Сквозь тупое самодовольство этой эсэсовской семьи, сквозь выродившиеся черты их лиц проступала холодная жестокость уверенных в своей правоте моральных дегенератов. Да, это была семья эсэсовца, семья "национал-социалиста", одна из сотен тысяч тех семей, в окровавленные руки которых бесноватый ефрейтор хотел передать судьбу большинства человечества нашей планеты. Да, перед нами была только одна клеточка. Но она была опорой, почвой, психологической и "духовной" базой фашизма.
Нет, что ни говори, а все это было здорово схвачено!
Дмитро разоблачал и осуждал. Он воевал! И это вдохновляло и вселяло гордость и бодрость во всех нас.

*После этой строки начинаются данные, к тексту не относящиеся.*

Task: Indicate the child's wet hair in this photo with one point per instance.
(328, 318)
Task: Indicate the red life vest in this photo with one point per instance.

Но...
не могли, никак не могли мы в эту минуту забыть хоть на мгновение о судьбе товарища, талантливого юноши. Мы знали, чем это ему грозит. Знали, что и искусство, и наше дело - непобедимы. Но сам художник может погибнуть в этой неравной борьбе.
Об этом мы не говорили. Только отводили глаза, чтобы парень не прочел в них преждевременно правду о тем, что мы чувствуем и думаем о его и о своей судьбе.
Но обмануть Дмитра было трудно. Он сразу понял все: и наше настроение, и наши мысли.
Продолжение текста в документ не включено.